[233.] Protestant ministers of various localities in Holland: L. A. Beller, A. De-Kuh and I-Kh. Klein, at a meeting in Grevenhagen, definitely expressed themselves against war and military service.

[234.] N took an adverse attitude to Chertkov’s social work among Englishmen. Chertkov fell ill with pneumonia.

[235.] To Moscow to be copied.

[236.] V. D. Liapunov (1873–1905), peasant-poet of Tula. Working in Tula, Liapunov in the autumn of 1897 came to Tolstoi that he judge his poetry. Tolstoi was very much pleased with the poems, contrary to his custom, for in general he did not like poetry. Tolstoi proposed that Liapunov stay in his house to help copy his manuscripts.

[237.] Afanasi Aggeev, a free-thinking peasant from the village of Kaznacheevka, 4 versts from Yasnaya Polyana. In 1903 he was sentenced by the Tula District Court to exile in Siberia for life for the public utterance of words insulting to the Orthodox Faith. He died in 1908.

[238.] N. Y. Grot (1852–1899), professor at the Moscow University, author of numerous articles on philosophic questions and editor of the magazine, Problems of Philosophy and Psychology. Tolstoi submitted his work, What Is Art? to Grot to be printed in his magazine.

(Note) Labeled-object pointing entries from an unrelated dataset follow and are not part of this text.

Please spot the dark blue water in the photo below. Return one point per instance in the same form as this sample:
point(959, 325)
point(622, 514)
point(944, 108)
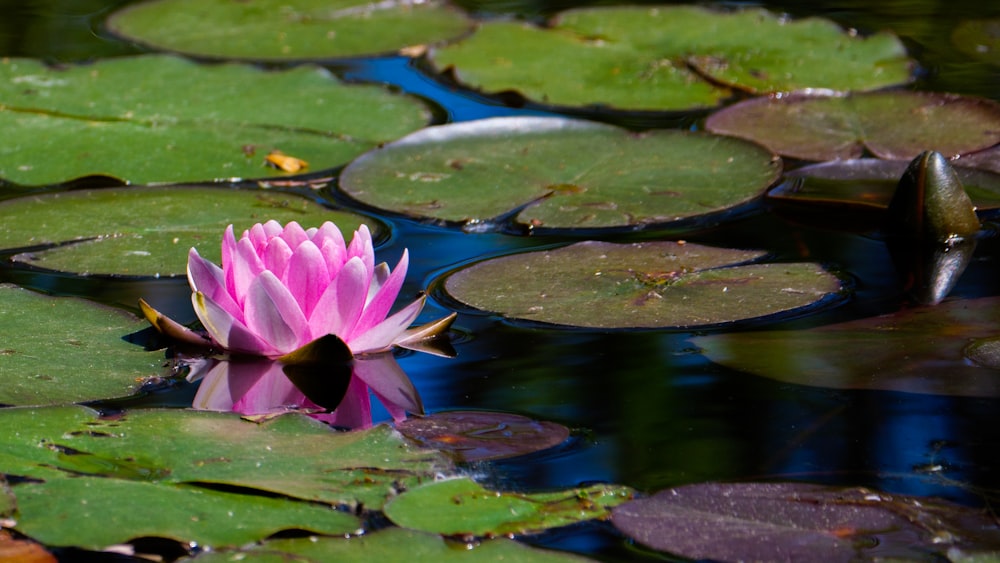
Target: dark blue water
point(647, 409)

Shortly before his death, at the request of Grot’s brother, Tolstoi wrote his recollections about him, which were printed, together with his letter to Grot, in the compilation, N. Y. Grot, in Sketches, Recollections and Letters by Comrades and Pupils, Friends and Admirers, Petrograd, 1911, and in the Full Collected Works of L. N. Tolstoi, issued by Sytin, subscribed edition, Volume XV; Popular Edition, Volume XXIV.

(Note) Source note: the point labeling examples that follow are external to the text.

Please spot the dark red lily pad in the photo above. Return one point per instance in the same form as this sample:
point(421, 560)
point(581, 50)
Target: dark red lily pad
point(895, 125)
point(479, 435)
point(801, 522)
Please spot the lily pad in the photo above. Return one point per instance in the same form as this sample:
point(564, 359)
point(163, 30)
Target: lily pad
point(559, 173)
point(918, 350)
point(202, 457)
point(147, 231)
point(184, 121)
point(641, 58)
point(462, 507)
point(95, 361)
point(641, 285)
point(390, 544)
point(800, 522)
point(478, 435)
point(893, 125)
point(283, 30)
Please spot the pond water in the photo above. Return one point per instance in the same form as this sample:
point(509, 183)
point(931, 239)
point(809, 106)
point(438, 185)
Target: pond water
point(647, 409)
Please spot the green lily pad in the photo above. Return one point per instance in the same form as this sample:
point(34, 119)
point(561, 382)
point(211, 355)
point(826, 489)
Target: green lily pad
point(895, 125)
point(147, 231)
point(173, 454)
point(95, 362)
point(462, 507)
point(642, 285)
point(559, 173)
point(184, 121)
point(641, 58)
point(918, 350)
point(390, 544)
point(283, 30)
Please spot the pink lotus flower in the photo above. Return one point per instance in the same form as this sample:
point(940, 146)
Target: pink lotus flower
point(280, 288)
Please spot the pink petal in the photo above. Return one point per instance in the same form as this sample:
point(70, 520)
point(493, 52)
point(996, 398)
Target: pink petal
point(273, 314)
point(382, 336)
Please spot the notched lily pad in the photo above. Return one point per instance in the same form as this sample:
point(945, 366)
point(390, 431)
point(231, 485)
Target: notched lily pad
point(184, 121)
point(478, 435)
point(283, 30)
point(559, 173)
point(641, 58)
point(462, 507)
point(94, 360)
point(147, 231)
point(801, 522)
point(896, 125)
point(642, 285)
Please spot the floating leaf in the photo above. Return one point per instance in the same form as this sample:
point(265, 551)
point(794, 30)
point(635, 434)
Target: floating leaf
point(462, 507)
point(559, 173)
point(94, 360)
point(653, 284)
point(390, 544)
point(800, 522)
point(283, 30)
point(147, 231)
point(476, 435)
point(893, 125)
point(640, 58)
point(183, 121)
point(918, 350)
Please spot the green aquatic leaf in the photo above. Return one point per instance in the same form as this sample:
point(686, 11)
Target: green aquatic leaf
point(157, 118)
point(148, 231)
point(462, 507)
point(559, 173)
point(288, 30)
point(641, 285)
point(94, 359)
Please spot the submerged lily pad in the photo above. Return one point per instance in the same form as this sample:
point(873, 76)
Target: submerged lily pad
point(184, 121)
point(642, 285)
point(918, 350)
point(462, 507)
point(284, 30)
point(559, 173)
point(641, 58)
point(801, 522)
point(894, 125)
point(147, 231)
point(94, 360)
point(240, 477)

[239.] A. P. Ivanov (died 1912), ex-officer and old scribe, with whom Tolstoi became acquainted at the time of the census of 1862, having found him among the Moscow tramps. He led a vagabond life, coming or tramping from time to time to Yasnaya Polyana to help Tolstoi copy his manuscripts.

[240.] Prince D. A. Khilkov (1858–1915), who at this time was in accord with Tolstoi in several questions of a more external nature, formerly an officer of the Hussars and afterwards of the Cossacks, a landlord in the district of Sumsk, province of Kharkov. In the eighties, he resigned from military service and sold for a trifle his 400 dessiatines of land, the only personal property he had at the time, to the peasants of the village of Pavlovok; in 1889, on account of his propaganda against religion, he was exiled by administrative order to Zakavkaz. In 1893 Khilkov and his wife suffered a great sorrow: their children were taken away from them by order of the government (following the manipulations of Khilkov’s mother), and they were given over to this lady for bringing up, she having absolutely no sympathy with the opinions of her son. Afterwards, when a strong movement among the Dukhobors began in the Caucasus, Khilkov was sent over to the Baltic Provinces, where he lived up to 1899, at which time it was decided that he be sent abroad. In his sojourn abroad, his convictions underwent a change to the side of the violent revolutionaries. But when Khilkov returned to Russia in 1905, he absolutely abstained from every political activity. In the beginning of the Russian-German War, Khilkov entered the army as a volunteer and in October, 1914, was killed at Lvov (Lemberg).

[241.] A peasant from Yasnaya Polyana, now dead, who was well-lettered and loved to read.

[242.] The clergy who came carried the icon to the churches, in the parish of which stood Yasnaya Polyana. According to the order of the clergy, the elder of Yasnaya Polyana called a village meeting and ordered every one to go to church and meet the icon which was afterwards carried from house to house in all the households of the village. Concerning Tolstoi and the icon, see his letter to Countess S. A. Tolstoi, which evidently by mistake is dated 1898 (Letters of Count L. N. Tolstoi to his Wife, Moscow, 1913, page 558).